I got Chelsea in bed and I sat down at the desk in my room to try to get some work done. An hour into it she finally called.
I watched the phone ring for a few seconds. She was going to break things off with me. I knew it in my soul. I could feel it.
I hit the answer button. “Hey.”
“Hey,” she said. Her tone was apologetic. I pinched the bridge of my nose and braced for it.
“I was wondering if you wanted some company,” she said.
I raised my head. “Huh?”
“I’m outside.”
I froze for a solid five seconds. Then I bolted up and ran to the window. She was standing with an umbrella on the sidewalk under the streetlamp. She had the rosebush with her, sitting at her feet. The rain was falling softly and she peered up at me. I put my fingers on the glass.
“We’ll try it,” she said, into the phone. “I’ll stay.”
CHAPTER 37 EMMA
I woke up to my alarm at 5:30 in Justin’s dark room.
He pulled me into a warm sleepy hug. “Don’t go.”
“I have to,” I said quietly. “I don’t want the kids to know I stayed the night.”

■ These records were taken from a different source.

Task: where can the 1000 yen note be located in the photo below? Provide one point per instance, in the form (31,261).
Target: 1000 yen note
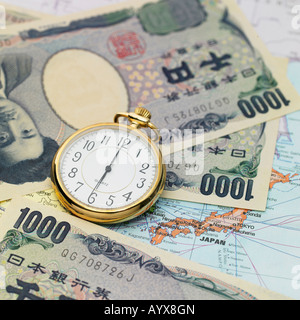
(47,254)
(235,169)
(194,65)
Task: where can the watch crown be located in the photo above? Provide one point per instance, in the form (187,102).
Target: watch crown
(143,112)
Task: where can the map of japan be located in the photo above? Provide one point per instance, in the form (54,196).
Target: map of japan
(232,220)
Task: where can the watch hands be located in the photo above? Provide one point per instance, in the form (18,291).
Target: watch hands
(107,170)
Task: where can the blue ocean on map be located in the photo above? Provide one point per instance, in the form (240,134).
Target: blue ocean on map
(260,247)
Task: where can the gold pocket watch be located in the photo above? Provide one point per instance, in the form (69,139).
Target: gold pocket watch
(110,172)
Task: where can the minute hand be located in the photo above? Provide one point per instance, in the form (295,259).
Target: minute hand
(107,169)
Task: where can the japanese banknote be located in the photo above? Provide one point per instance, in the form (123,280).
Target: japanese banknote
(194,65)
(235,173)
(46,254)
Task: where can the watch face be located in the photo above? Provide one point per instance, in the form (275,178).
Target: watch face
(109,167)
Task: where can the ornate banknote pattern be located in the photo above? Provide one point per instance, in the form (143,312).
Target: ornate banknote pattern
(221,83)
(49,255)
(236,169)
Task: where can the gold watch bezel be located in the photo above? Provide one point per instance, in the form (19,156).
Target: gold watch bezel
(109,216)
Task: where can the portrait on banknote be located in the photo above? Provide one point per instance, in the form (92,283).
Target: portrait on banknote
(25,154)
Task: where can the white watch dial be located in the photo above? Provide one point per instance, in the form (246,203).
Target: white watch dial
(109,167)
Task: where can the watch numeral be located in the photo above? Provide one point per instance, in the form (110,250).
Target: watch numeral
(105,140)
(110,201)
(124,142)
(138,154)
(127,196)
(73,172)
(77,156)
(89,145)
(145,167)
(80,185)
(92,198)
(142,183)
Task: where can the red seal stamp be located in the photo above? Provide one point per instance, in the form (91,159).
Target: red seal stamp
(126,45)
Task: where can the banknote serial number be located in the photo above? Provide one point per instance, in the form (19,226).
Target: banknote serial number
(198,110)
(96,265)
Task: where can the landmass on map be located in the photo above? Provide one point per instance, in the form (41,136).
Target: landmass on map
(232,220)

He groaned and nuzzled into my neck.
This is how we’d been doing it for the last two weeks. Me, sneaking in after the kids went to bed and getting up to leave before they woke up. It was very exhausting and extremely inconvenient.
It was totally worth it.
Maddy and I extended our contract another six weeks at Royaume. Maddy said it was technically still my turn since I’d only asked for six weeks to begin with and a turn is usually three months long. So we were here now until late October.

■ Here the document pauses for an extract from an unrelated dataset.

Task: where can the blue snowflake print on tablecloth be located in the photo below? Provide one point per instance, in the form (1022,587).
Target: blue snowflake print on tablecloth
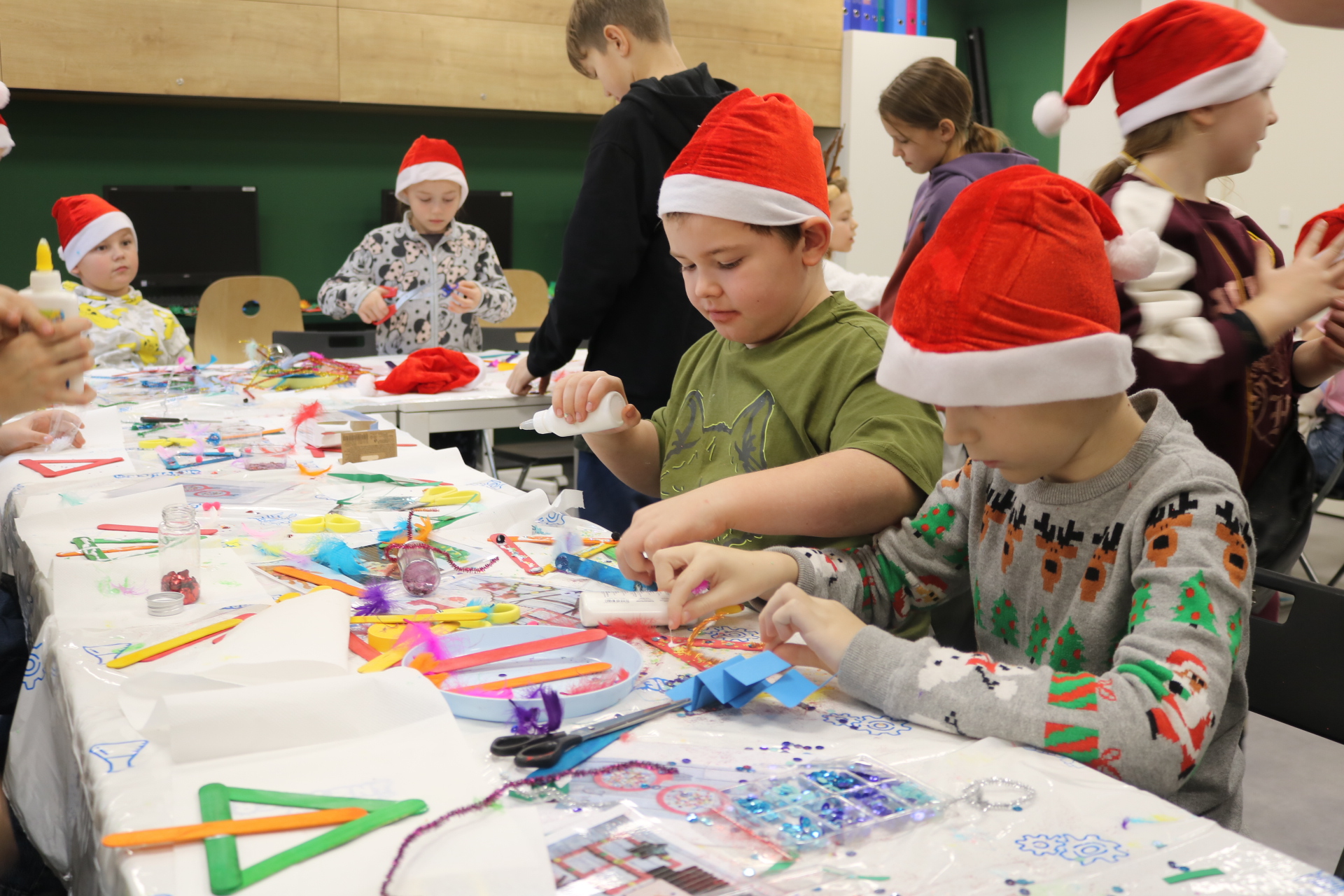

We hadn’t talked about what would happen next. Me and Maddy or me and Justin. I was a little afraid to.
I was already extremely outside my comfort zone. But at least I had six more weeks to feel this all out.
In the meantime, Maddy and I did need to decide on a new living situation. It was September now and we were officially over the island. Justin had offered his apartment for free for the few months he still had it. Maddy liked free, so we packed up and vacated the cottage, but the studio was unfurnished with only enough room for the one air mattress that Maddy and I had to share—and it had a giant toilet bowl outside. So we’d been looking at other rentals but hadn’t found one we liked yet.

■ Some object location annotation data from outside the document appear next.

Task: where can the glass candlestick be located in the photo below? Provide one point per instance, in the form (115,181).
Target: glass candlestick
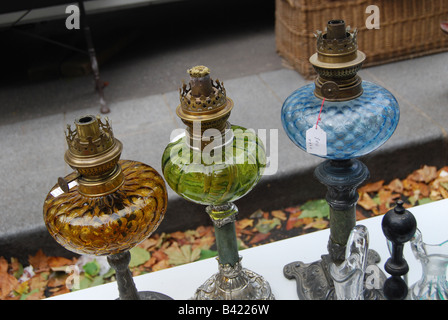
(214,164)
(106,206)
(434,259)
(339,117)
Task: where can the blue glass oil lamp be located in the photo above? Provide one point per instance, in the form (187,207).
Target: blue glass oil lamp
(339,117)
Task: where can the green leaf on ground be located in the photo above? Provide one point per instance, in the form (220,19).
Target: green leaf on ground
(92,268)
(315,209)
(138,256)
(266,225)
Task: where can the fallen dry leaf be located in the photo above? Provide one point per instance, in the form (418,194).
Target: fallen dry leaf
(319,223)
(39,261)
(366,202)
(54,262)
(372,187)
(7,281)
(259,237)
(395,186)
(425,174)
(244,223)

Mom hadn’t even noticed I’d left. But then she’d barely cared when I was there, so that made sense.
Something was starting to shift inside of me with Mom. Maybe because I hadn’t spent this much time adjacent to her in almost fifteen years, but I was realizing that even though I loved her, I wasn’t sure I liked her.
Even thinking this felt wrong. She was my mom. But I didn’t like what she did to Neil that day in the driveway. It put such a bad taste in my mouth, and she hadn’t made any attempts to see me since then so the feeling lingered.
She never replied to any of my texts from the days I was sick. Didn’t return one call. Never circled back to check on me. Even Maria had texted to ask how I was.
I looked at my watch.
Justin hugged me tighter. “Staaaaaay.”